Op een gegeven moment zijn bij verweerder diverse (schriftelijke) klachten binnengekomen omtrent vorenomschreven verkoopactiviteiten van verzoekers, waarna een ambtenaar van de afdeling bouw en woningtoezicht van verweerders gemeente op 30 november 2001 met betrekking tot die activiteiten een controle heeft uitgevoerd. Tijdens die controle heeft voornoemde ambtenaar geconstateerd dat in de, bij verzoekers' woning behorende, voortuin een bord staat met de aankondiging dat kruiken en potten achterom verkrijgbaar zijn, dat onder de overkapping voor de, bij die woning behorende, garage potten, kruiken etc. staan en dat die garage geheel danwel gedeeltelijk wordt gebruikt als stalling/magazijn.

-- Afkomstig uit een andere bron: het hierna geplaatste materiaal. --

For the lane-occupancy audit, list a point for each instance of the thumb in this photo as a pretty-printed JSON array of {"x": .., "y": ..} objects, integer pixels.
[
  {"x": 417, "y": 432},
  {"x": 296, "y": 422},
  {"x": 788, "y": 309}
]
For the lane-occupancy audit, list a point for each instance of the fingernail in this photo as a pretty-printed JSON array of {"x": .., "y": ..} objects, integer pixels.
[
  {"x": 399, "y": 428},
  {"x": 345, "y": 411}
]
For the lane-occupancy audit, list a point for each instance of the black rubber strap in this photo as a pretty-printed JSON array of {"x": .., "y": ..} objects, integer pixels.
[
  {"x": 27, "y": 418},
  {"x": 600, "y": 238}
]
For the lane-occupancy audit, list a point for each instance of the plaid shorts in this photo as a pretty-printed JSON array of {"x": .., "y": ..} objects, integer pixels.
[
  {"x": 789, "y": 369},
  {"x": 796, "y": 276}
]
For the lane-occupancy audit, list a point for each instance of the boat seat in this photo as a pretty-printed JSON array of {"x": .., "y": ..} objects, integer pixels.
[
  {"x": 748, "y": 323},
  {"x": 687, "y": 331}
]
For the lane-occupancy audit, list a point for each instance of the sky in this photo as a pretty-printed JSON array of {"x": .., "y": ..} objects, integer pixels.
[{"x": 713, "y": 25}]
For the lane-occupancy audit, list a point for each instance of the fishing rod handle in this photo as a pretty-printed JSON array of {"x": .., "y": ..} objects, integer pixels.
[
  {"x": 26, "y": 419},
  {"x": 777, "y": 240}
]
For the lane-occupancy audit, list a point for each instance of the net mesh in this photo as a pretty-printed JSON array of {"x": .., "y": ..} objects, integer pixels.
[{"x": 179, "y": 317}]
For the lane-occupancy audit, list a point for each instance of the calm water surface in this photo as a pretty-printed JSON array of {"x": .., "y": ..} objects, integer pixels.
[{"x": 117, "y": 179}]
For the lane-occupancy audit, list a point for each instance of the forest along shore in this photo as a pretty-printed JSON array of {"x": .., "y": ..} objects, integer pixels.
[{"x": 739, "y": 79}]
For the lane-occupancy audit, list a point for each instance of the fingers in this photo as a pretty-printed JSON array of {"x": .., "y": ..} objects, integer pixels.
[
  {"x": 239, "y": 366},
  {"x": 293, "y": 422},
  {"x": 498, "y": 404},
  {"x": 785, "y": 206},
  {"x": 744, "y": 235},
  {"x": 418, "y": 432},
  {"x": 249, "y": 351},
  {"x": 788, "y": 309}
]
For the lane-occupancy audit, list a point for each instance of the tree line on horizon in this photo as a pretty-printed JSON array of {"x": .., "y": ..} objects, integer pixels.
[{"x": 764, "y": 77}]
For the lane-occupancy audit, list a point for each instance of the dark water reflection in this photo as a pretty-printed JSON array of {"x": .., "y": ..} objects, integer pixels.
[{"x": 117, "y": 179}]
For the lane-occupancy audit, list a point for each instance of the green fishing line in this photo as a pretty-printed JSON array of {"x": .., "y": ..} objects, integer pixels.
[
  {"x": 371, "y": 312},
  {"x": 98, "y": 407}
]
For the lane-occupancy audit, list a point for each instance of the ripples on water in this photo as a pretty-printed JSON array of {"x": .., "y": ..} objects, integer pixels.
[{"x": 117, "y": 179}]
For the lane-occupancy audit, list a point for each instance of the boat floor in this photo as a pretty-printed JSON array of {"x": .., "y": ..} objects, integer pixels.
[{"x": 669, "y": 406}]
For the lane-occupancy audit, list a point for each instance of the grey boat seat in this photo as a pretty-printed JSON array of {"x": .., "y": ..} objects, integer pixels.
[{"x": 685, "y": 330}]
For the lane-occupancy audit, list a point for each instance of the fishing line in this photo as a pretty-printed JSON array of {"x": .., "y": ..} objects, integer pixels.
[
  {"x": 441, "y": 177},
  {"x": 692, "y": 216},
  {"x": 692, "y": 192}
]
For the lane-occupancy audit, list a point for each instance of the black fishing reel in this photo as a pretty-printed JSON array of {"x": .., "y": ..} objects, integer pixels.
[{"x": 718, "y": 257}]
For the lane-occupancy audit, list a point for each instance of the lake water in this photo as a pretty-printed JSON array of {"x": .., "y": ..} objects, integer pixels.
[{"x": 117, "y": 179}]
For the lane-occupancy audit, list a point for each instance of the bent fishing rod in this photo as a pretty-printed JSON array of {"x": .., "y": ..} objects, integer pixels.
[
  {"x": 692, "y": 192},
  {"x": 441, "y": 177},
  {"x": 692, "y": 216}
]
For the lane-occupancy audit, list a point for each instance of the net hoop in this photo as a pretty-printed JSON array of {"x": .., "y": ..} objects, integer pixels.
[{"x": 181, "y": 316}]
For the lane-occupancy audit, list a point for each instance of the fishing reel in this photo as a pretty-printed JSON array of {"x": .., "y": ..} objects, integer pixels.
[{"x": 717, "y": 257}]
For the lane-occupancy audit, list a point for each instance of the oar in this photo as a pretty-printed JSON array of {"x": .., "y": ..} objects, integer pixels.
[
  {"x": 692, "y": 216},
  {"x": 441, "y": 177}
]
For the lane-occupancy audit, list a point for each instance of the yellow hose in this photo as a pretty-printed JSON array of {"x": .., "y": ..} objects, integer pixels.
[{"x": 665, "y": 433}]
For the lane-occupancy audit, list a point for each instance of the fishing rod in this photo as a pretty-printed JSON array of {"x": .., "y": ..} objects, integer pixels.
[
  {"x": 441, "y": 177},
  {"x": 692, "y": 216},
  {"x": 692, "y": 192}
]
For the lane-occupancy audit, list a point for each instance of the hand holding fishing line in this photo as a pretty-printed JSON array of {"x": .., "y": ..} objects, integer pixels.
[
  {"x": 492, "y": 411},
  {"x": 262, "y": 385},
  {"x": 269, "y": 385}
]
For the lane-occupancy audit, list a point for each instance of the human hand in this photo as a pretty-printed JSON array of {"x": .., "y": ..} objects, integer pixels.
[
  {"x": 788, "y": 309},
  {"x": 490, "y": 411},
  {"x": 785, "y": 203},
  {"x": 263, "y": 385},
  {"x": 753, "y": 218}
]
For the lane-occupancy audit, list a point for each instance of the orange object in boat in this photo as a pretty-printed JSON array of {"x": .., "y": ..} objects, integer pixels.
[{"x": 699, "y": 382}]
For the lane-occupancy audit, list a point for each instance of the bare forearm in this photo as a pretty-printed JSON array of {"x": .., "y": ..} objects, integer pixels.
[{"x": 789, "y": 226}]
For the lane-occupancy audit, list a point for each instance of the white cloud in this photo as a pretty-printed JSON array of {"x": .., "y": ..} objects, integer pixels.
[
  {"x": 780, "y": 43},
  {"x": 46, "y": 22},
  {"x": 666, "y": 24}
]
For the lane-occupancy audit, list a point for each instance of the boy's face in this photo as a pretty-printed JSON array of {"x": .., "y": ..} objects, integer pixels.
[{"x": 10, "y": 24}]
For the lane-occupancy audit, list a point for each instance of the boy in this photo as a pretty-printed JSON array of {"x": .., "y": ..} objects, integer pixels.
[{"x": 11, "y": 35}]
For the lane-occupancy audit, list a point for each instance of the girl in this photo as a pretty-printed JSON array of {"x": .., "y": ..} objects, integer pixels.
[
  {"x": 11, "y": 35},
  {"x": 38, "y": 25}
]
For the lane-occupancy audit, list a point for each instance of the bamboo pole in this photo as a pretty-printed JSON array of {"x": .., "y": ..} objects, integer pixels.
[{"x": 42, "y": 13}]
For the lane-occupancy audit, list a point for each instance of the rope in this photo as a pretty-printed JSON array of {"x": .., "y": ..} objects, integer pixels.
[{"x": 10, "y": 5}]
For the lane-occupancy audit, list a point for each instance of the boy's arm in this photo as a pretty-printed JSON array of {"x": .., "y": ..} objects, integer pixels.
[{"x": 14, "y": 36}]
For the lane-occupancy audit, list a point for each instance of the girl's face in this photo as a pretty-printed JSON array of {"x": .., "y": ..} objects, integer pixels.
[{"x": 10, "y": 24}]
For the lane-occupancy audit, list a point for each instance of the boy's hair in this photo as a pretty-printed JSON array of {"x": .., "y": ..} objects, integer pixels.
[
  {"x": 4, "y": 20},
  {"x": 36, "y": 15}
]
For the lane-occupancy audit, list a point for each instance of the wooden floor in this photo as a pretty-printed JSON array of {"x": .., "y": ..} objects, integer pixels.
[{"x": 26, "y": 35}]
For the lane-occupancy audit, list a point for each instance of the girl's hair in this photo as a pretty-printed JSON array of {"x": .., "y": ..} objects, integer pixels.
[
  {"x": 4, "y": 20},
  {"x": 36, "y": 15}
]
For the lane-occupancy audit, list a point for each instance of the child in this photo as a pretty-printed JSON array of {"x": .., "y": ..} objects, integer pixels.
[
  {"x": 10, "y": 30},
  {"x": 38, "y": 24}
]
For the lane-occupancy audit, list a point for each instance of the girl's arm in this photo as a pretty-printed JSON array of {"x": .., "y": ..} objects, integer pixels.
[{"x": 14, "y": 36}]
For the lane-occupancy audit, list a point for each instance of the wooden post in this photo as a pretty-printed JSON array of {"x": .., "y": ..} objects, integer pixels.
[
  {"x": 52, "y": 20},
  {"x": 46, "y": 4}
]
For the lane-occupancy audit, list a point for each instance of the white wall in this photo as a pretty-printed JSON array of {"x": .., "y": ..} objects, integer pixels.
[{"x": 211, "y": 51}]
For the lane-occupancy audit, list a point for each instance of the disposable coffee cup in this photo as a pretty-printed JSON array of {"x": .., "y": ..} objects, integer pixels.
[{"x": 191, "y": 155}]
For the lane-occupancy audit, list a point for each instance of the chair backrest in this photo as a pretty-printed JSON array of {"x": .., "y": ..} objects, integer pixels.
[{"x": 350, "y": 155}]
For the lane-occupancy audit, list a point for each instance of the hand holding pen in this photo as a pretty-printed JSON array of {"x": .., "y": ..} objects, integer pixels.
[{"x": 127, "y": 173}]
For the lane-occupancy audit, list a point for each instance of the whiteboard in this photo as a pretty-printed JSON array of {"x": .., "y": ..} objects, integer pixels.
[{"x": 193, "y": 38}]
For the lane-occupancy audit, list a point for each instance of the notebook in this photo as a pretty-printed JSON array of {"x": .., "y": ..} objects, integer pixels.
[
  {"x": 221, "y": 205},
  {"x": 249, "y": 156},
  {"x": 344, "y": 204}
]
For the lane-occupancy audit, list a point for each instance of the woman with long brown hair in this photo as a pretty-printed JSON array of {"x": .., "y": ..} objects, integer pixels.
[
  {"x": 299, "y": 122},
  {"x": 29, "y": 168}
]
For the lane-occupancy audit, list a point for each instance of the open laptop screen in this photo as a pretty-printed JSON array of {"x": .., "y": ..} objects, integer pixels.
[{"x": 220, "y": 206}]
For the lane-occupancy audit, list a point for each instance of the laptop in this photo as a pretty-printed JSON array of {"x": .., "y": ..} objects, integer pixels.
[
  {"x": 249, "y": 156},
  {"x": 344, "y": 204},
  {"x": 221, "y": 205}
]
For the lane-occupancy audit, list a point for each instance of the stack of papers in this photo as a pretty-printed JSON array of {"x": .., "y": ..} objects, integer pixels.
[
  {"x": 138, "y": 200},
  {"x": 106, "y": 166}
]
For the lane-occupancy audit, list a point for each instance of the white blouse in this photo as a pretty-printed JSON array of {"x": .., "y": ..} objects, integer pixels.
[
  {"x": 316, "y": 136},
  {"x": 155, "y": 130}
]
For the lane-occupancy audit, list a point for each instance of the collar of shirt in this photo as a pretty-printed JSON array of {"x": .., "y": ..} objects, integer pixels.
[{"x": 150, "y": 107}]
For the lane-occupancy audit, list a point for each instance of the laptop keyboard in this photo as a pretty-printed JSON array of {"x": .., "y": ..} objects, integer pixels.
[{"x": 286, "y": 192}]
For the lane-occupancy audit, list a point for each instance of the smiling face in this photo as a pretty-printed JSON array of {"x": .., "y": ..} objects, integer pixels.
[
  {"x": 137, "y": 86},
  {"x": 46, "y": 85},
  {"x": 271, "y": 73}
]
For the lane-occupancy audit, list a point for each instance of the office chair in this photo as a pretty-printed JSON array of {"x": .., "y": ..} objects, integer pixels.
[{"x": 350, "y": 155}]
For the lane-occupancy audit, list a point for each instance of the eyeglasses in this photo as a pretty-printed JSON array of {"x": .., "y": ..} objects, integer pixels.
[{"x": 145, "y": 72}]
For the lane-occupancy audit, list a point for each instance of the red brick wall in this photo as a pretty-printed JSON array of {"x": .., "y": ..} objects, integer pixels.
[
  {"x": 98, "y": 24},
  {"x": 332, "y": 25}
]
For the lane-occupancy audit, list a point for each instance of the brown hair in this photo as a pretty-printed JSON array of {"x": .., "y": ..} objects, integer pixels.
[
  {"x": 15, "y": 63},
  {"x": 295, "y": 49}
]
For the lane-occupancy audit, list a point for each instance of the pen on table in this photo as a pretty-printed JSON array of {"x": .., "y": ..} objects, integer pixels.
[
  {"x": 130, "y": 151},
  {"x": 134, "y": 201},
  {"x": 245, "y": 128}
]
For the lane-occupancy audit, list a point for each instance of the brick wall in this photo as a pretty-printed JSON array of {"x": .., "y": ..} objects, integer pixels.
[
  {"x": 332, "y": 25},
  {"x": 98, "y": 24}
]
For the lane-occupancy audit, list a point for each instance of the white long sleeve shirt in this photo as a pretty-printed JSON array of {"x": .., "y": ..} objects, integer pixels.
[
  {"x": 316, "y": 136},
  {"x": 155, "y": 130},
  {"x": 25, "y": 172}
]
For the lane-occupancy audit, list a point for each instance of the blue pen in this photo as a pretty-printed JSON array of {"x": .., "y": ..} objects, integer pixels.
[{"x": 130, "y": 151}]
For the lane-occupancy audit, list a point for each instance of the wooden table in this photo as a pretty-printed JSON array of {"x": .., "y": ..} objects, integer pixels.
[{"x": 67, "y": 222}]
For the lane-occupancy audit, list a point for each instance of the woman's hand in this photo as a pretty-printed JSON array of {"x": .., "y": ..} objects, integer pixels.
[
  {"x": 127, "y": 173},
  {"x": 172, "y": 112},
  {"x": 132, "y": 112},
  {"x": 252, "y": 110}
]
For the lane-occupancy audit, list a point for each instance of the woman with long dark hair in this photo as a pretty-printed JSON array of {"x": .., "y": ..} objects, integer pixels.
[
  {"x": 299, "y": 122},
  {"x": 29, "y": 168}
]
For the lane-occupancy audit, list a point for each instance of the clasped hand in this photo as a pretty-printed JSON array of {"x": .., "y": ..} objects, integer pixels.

Daarop heeft verweerder bij besluit van 16 mei 2002 -voorzover thans van belang- aan verzoekers bericht dat hij, alle belangen in overweging nemende, heeft besloten de kleinschalige verkoop van terracotta potten, kruiken en teakhouten tuinmeubelen te gedogen, onder de voorwaarde dat de hoofdfunctie van wonen niet wordt aangetast. Dit betekent, zo heeft verweerder expliciet in voornoemd besluit vermeld, dat hij de verkoop van voornoemde goederen op het terrein gelegen achter de achtergevel van verzoekers' woning, alsmede de opslag van terracotta potten, kruiken en teakhouten tuinmeubelen in de garage zal gedogen en hiertegen niet handhavend zal optreden.
[C], dhr. [B] en dhr. [A] hebben zich met verweerders besluit van 16 mei 2002 niet kunnen verenigen, weshalve zij er bij schrijven van 30 mei 2002 -tijdig- bij verweerder een bezwaarschrift tegen hebben ingediend. Dat bezwaarschrift is om advies in handen gesteld van de Commissie voor de Bezwaar- en Beroepschriften van verweerders gemeente.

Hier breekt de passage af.